Geologically, reservoirs are physically huge in volume, well insulated from surface fluctuations in temperature and thus exhibit a constant temperature dictated by the local geothermal temperature gradient, nominally on the order of 1.5oF/100ft of depth, with some variation locale to locale.

Reservoir pressure, on the other hand, is directly influenced by reservoir recovery practices. When hydrocarbons are withdrawn from a reservoir, it’s pressure declines. Depending on the results of the slim tube experiments described above, it is possible that reservoir pressure may be found to be below the MMP (Minimum Miscibility Pressure).
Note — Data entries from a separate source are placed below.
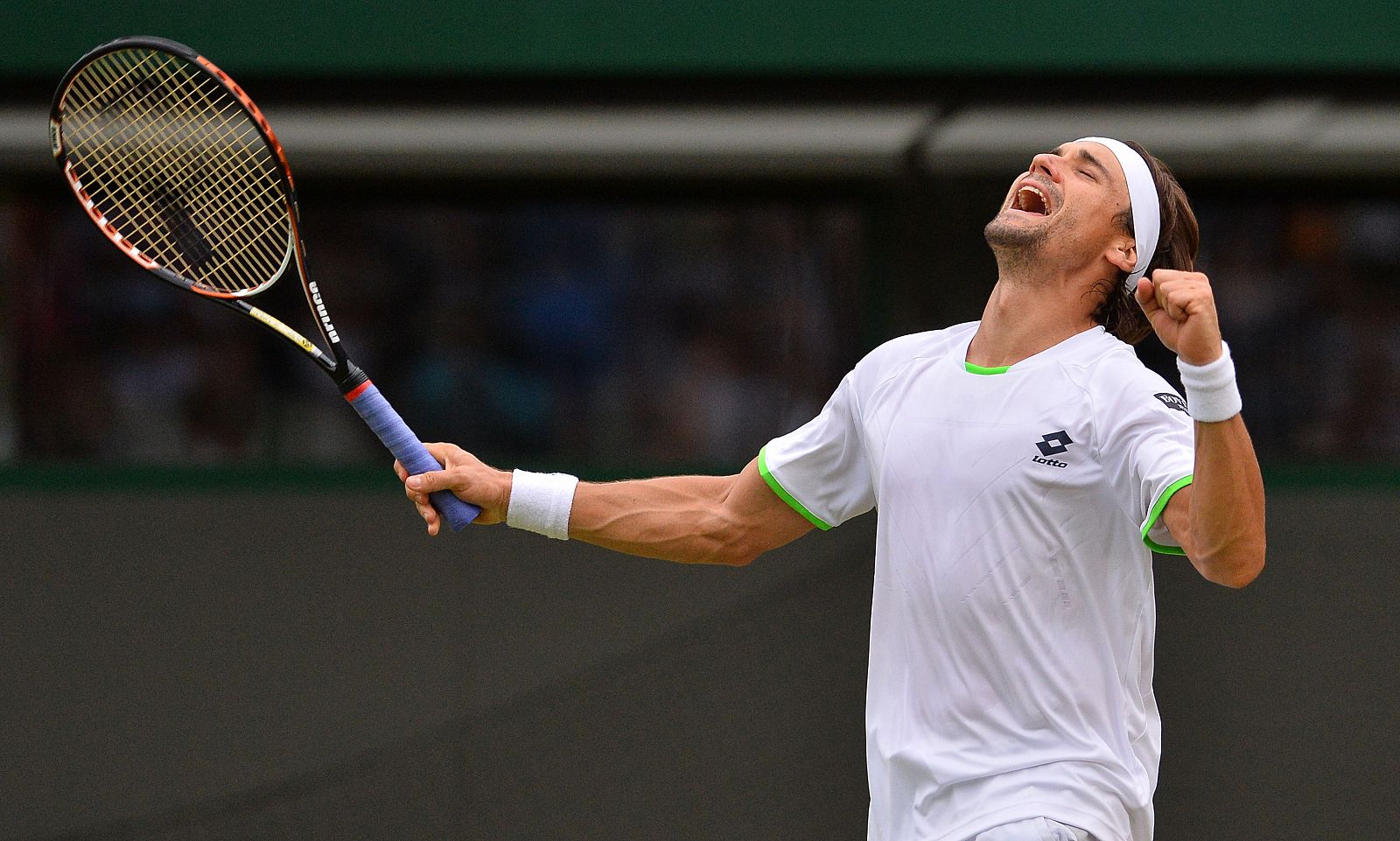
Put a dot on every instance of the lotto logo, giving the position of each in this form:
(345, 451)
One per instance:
(1054, 444)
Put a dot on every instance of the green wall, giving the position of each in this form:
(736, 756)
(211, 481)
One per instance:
(760, 37)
If so, CO2 (Carbon Dioxide) can still be injected, but the efficiency of the recovery process is adversely impacted. Typically, this does not occur since, after primary depletion, water flooding operations commence which restore reservoir pressure to values above the MMP.

CO2 Mobility and Reservoir Heterogeneity

In a CO2 EOR flood, a variety of factors will influence process performance. Because the viscosity of CO2 at reservoir conditions is much lower than that of most oils, viscous instability will limit the sweep efficiency of the displacement and, therefore, oil recovery. In addition, reservoir rock is extremely heterogeneous, exhibiting zones of high permeability in close proximity to those of low permeability. These permeability differences may be innate, that is caused by differences in pore structure at the time of geological deposition, or a product of fractures, natural or man-made.
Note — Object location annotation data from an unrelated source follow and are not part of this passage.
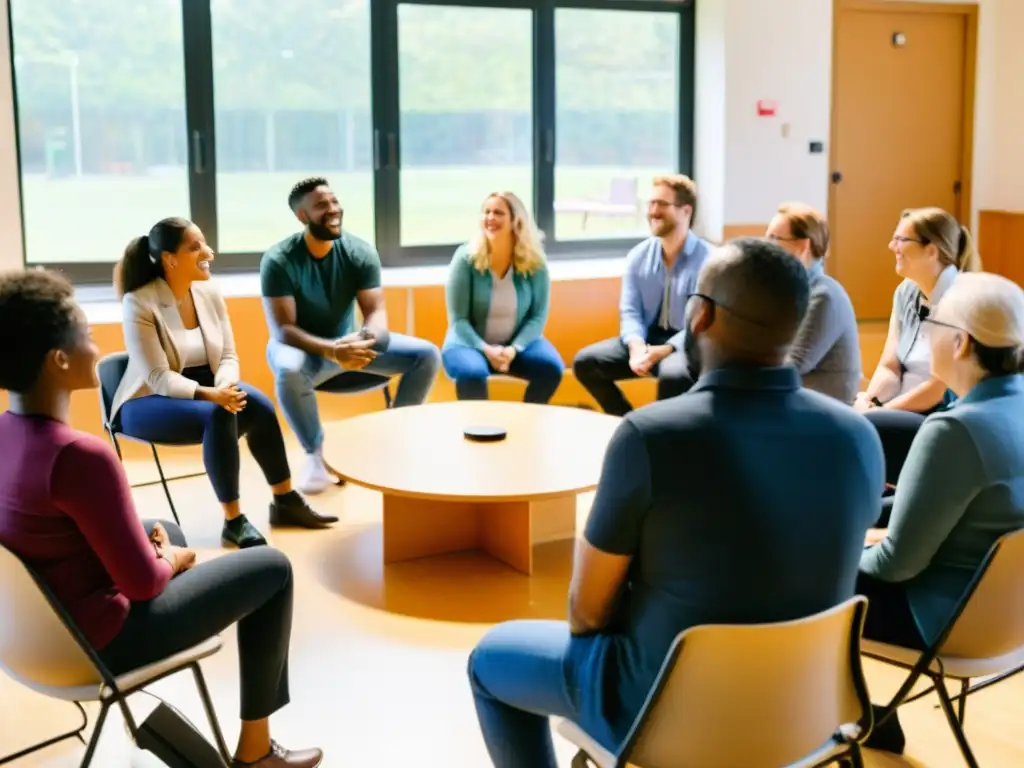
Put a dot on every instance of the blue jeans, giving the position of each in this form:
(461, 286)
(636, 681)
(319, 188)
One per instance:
(176, 422)
(521, 674)
(297, 374)
(539, 364)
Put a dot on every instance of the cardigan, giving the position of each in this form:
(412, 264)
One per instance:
(468, 297)
(961, 488)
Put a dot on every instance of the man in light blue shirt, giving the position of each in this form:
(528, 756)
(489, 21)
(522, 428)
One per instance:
(660, 273)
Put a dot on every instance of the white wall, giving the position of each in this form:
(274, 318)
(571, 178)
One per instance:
(781, 50)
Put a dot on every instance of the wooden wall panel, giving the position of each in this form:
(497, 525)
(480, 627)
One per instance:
(1000, 243)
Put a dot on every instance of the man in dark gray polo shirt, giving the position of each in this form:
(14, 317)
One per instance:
(744, 501)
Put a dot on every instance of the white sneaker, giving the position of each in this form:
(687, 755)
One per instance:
(313, 478)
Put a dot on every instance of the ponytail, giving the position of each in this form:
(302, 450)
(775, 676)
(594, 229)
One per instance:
(968, 258)
(143, 259)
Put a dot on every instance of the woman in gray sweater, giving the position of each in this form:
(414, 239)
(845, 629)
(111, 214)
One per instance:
(826, 351)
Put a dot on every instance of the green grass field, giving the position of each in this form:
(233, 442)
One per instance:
(92, 218)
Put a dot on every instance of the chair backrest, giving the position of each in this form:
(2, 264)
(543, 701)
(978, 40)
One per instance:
(755, 695)
(992, 621)
(111, 371)
(36, 647)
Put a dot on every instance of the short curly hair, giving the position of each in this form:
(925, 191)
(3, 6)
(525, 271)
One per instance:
(37, 309)
(302, 188)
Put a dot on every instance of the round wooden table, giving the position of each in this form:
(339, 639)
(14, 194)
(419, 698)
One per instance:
(443, 493)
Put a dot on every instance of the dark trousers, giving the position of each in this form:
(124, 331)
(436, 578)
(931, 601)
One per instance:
(539, 364)
(598, 368)
(889, 616)
(176, 422)
(252, 588)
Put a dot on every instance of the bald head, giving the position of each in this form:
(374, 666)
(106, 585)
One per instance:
(759, 296)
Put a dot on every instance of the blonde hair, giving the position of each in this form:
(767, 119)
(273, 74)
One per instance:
(685, 189)
(807, 223)
(527, 249)
(954, 244)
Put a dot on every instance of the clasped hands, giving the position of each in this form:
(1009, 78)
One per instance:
(644, 357)
(354, 351)
(180, 558)
(499, 357)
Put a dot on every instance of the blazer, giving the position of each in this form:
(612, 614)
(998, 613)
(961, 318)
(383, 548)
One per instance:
(155, 336)
(468, 297)
(962, 487)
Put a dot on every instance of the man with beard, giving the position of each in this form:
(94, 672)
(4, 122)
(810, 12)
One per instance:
(310, 284)
(660, 273)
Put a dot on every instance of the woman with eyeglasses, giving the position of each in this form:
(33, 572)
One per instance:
(963, 484)
(931, 249)
(826, 350)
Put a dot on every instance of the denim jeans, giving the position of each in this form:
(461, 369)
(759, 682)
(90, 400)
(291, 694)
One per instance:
(539, 364)
(297, 374)
(521, 674)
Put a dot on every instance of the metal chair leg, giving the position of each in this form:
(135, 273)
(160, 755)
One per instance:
(211, 714)
(77, 733)
(163, 481)
(947, 708)
(90, 751)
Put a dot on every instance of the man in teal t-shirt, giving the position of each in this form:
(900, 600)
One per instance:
(310, 284)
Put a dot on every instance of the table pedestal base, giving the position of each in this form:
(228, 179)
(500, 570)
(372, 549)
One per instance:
(506, 530)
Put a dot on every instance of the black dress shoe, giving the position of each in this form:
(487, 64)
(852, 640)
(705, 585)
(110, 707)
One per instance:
(242, 534)
(291, 510)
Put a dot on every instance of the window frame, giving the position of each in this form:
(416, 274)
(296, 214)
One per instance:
(385, 111)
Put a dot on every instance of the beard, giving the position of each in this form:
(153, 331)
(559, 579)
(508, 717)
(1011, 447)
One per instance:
(323, 232)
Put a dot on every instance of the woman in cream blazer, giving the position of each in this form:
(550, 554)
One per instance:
(182, 382)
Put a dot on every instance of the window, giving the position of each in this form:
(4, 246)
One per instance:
(414, 110)
(466, 88)
(616, 80)
(101, 124)
(291, 100)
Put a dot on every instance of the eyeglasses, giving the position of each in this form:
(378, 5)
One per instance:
(715, 303)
CO2 dispersion in reservoir 

Reservoir heterogeneity and the adverse effects of CO2 viscosity must be contended with to optimize oil recovery. Two basic strategies have been developed by the petroleum industry to cope with these conditions, namely:

1. Alternately inject cycles of CO2 and water in the so called WAG (water alternating gas) process. This technique forms sequential banks of fluids in the reservoir rock: oil, CO2 and water, that migrate from the injection to the production wells.

2. Add chemical agents, such as: ethoxylated and/or unethoxylated species, fluroacrylate-styrene copolymers, lignosulfonates, etc, to CO2 to form stable foams that increase its viscosity without compromising its efficacy. These stiffened foams facilitate formation of oil and CO2 banks, which migrate from injector to producer while suppressing adverse hydrodynamic instabilities, such as fingering, which lead to vertical fluid stratification and reduced oil recovery
In some form, WAG operation occurs in all CO2 EOR floods, while field economics and reservoir heterogeneity dictate whether viscosifiers will be used.